Judge Posner suggested that it would be more economical for Mr. Craig to be released at some point so that he could seek employment and make contributions to the Medicare system. Should that happen, he would be paying for at least a portion of the care he receives - like anyone else covered by Medicare. But, if we're going to continue to lock people up beyond the point that they are a threat to anyone, then we are all going to pay the cost of those draconian sentences.
The social costs of imprisonment should in principle be compared with the benefits of imprisonment to the society, consisting mainly of deterrence and incapacitation. A sentencing judge should therefore consider the incremental deterrent and incapacitative effects of a very long sentence compared to a somewhat shorter one. An impressive body of economic research (summarized and extended in David S. Abrams, “The Imprisoner’s Dilemma: A Cost Benefit Approach to Incarceration,” forthcoming in Iowa Law Review) finds for example that forgoing imprisonment as punishment of criminals whose crimes inflict little harm may save more in costs of imprisonment than the cost in increased crime that it creates. Ours is not a “little crime” case, and not even the defendant suggests that probation would be an appropriate punishment.
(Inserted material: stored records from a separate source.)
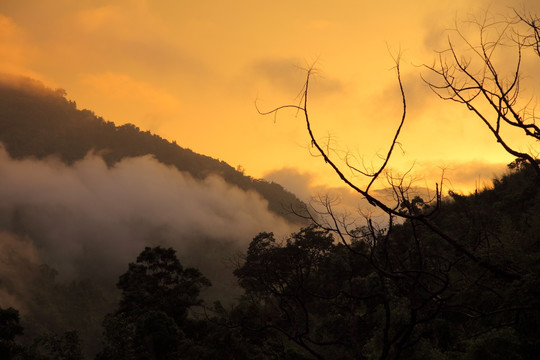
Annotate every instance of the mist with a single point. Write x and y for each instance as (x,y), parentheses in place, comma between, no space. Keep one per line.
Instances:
(89,220)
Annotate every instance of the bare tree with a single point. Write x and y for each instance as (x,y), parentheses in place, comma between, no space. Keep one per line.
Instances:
(478,75)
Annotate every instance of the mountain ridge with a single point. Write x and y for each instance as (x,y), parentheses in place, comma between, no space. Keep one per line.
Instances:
(36,121)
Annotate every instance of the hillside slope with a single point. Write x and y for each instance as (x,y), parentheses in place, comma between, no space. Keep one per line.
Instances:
(39,122)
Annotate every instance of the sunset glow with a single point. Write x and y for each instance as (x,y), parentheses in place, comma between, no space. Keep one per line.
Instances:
(192,72)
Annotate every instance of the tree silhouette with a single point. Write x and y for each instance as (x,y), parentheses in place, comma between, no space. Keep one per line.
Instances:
(152,317)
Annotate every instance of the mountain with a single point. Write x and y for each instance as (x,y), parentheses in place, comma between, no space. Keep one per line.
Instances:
(39,122)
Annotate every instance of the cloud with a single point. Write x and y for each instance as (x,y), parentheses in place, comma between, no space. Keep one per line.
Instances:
(345,202)
(90,220)
(462,177)
(289,75)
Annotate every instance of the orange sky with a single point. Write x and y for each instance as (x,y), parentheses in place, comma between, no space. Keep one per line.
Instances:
(192,71)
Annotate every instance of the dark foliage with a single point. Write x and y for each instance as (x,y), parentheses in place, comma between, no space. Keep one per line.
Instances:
(37,122)
(404,293)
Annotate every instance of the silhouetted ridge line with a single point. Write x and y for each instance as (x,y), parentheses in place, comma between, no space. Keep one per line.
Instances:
(38,122)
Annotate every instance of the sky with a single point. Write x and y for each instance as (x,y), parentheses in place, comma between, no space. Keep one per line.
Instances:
(196,72)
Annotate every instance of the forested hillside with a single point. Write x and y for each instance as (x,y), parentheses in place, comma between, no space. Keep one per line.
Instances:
(395,293)
(39,122)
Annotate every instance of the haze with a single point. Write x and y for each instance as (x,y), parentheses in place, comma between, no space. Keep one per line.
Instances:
(192,72)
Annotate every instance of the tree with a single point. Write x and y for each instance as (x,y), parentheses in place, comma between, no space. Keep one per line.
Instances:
(152,321)
(9,329)
(448,270)
(477,74)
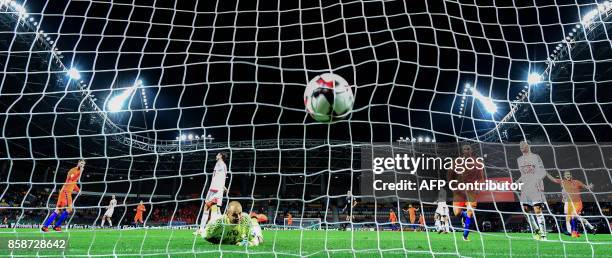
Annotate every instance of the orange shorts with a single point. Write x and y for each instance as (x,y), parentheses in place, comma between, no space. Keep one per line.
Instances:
(64,199)
(464,204)
(573,208)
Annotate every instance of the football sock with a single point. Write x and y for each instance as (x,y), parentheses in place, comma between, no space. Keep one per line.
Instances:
(50,219)
(62,218)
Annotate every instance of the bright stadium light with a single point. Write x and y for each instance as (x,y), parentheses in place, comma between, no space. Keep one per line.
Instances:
(534,78)
(486,101)
(74,74)
(115,104)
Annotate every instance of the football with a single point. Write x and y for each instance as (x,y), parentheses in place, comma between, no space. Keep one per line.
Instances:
(328,97)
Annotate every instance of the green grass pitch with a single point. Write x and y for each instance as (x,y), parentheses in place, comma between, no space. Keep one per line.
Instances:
(286,243)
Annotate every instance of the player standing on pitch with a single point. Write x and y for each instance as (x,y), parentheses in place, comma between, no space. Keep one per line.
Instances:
(350,204)
(532,196)
(139,210)
(572,202)
(109,211)
(441,216)
(465,199)
(64,199)
(214,197)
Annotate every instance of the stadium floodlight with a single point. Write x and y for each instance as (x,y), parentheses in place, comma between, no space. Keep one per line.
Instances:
(534,78)
(486,101)
(115,104)
(74,74)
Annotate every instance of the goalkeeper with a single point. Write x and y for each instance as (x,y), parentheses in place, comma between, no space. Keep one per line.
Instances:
(234,228)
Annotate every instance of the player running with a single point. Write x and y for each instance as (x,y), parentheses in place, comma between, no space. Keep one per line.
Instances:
(139,210)
(109,211)
(572,202)
(234,228)
(64,199)
(441,216)
(532,196)
(214,197)
(289,219)
(393,220)
(464,202)
(412,216)
(351,202)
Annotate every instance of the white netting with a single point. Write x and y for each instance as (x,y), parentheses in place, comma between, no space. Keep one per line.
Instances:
(148,92)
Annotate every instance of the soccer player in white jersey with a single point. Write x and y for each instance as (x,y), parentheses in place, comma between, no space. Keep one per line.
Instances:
(214,197)
(441,216)
(532,196)
(109,211)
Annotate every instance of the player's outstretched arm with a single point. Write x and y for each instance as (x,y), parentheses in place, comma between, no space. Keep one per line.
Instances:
(553,179)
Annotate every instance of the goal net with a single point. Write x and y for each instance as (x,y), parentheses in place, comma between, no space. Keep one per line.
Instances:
(148,93)
(302,223)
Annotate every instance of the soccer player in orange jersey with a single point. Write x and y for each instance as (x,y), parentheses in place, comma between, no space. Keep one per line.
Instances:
(422,221)
(465,199)
(64,199)
(139,210)
(393,219)
(573,201)
(289,219)
(411,215)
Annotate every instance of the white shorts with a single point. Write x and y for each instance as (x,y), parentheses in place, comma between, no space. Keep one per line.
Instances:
(109,213)
(215,196)
(532,198)
(442,212)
But it is a lifetime imprisonment case, and the implications for cost, incapacitation, and deterrence create grounds for questioning that length of sentence.
Yes, there are some people out there that should be locked up until they breathe their final breath, but those folks are few and far between. We are living longer now than ever before and there is no reason not to expect that trend to continue into the future. So long as the cost of health care continues to increase for elderly people, we are going to find new funding mechanisms for Medicare (as well as revamping Social Security when we reach the point that there aren't enough workers paying FICA taxes to support those receiving Social Security benefits).
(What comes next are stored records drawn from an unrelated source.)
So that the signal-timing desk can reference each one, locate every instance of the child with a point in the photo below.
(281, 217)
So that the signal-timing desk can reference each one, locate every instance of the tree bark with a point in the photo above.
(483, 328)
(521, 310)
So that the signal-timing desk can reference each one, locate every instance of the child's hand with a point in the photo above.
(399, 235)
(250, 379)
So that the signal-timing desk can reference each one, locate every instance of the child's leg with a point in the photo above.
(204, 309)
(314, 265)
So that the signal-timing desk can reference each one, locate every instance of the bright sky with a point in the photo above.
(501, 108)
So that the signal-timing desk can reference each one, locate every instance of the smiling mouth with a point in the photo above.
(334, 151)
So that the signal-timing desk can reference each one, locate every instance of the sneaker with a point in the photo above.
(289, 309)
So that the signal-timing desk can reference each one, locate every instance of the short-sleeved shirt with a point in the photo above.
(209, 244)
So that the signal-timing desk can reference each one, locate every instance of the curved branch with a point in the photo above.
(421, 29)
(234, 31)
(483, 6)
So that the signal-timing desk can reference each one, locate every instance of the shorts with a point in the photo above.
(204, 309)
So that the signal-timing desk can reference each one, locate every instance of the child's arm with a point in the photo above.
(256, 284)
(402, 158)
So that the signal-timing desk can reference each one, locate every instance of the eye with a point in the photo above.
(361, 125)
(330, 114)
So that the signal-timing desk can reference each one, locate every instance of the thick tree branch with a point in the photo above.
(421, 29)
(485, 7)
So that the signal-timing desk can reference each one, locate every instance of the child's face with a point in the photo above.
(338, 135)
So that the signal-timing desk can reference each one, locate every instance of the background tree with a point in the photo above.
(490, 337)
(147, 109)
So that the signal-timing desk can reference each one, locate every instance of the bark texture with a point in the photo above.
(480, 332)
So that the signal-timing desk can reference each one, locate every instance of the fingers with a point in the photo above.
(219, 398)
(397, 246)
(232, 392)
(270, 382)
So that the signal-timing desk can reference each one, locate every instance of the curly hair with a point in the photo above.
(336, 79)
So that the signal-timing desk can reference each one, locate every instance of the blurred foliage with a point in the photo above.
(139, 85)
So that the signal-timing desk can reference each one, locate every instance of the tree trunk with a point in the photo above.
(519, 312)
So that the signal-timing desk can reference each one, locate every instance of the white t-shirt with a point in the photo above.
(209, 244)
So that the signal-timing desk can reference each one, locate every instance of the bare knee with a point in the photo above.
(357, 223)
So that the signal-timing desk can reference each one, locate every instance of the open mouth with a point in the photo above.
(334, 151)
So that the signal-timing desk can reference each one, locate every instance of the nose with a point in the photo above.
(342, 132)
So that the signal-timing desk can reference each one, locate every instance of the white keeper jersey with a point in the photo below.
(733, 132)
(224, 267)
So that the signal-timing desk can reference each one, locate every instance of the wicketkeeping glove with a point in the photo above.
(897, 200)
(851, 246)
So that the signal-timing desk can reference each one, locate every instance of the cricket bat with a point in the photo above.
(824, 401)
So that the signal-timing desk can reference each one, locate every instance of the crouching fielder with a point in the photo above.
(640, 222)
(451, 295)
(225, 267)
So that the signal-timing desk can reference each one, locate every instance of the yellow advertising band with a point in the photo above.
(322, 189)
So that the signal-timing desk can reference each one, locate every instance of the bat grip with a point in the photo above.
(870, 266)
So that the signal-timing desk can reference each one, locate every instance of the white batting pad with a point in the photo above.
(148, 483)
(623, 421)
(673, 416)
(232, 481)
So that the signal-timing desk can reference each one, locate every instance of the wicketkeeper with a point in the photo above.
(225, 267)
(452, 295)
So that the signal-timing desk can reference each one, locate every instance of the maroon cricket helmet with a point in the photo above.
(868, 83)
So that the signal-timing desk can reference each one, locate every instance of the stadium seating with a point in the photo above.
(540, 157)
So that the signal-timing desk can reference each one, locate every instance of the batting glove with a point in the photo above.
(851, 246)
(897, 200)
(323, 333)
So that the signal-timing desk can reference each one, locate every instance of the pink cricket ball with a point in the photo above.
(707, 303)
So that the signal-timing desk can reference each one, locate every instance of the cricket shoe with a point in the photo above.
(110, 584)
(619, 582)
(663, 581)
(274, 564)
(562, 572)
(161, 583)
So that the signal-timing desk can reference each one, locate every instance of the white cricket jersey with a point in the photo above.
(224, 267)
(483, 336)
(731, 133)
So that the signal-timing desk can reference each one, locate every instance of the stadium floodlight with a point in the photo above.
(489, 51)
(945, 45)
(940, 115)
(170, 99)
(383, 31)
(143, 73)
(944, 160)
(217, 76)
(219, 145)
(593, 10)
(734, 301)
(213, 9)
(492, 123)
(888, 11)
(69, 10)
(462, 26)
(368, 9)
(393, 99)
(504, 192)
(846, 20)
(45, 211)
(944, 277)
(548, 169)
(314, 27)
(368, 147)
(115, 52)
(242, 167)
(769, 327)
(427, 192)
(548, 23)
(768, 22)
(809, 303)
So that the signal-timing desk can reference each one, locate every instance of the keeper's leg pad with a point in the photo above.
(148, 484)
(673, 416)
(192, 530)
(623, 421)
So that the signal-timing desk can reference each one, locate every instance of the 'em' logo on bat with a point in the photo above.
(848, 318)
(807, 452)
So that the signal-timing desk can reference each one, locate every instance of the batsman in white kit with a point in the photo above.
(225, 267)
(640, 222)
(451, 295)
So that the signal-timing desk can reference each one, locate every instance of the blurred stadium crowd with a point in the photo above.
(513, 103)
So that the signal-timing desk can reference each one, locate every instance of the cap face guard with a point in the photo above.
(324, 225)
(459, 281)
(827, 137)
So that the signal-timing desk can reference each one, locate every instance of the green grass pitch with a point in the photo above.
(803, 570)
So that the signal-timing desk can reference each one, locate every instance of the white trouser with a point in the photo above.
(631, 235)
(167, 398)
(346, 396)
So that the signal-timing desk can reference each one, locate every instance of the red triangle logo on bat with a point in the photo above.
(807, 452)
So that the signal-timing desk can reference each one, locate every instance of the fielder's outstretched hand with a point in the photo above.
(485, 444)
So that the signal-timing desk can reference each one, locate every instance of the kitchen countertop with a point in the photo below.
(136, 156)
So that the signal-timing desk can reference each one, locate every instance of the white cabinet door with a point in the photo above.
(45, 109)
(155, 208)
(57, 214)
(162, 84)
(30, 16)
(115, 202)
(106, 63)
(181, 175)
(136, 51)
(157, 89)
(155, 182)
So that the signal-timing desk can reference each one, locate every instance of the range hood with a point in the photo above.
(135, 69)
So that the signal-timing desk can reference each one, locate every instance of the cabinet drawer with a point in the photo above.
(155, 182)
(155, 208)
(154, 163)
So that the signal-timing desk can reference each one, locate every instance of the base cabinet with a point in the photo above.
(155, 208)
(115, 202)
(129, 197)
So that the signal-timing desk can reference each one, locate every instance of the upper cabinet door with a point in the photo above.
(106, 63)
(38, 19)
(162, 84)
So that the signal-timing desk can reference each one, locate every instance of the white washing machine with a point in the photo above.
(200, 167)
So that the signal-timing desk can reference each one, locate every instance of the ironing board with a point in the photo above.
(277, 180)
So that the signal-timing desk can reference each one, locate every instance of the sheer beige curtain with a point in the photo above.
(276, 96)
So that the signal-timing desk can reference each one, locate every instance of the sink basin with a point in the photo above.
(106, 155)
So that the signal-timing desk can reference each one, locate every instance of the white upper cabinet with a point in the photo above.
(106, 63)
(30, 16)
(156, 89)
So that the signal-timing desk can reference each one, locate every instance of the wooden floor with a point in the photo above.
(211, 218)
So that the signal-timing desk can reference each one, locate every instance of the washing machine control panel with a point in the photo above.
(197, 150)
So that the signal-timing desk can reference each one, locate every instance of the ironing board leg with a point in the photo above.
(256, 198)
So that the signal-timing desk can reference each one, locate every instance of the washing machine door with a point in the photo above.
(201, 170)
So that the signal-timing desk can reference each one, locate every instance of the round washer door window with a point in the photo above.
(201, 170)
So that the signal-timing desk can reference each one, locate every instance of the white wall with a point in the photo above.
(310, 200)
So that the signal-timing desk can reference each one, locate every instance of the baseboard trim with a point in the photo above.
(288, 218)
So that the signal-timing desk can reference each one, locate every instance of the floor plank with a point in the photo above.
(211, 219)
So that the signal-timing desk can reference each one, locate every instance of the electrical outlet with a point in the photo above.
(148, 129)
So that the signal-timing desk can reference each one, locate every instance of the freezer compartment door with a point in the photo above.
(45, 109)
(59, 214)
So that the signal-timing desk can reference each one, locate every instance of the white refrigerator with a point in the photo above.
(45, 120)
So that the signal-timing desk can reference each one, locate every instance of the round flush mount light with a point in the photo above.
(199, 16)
With our longer lifespans we see more incidences of cancer as well as heart disease. These are costly conditions to treat and if we insist on locking people up until they are carted out in a pine box then we are the ones who are going to have to pay for it.
I doubt most judges give the matter a second thought for they will be long off the bench before the bill comes and, besides, no one will remember who put that inmate behind bars until his dying days. At least Judge Posner has given us something to think about.
Not to mention that they're aren't too many 70, 80 and 90 year olds out there committing crimes anyway.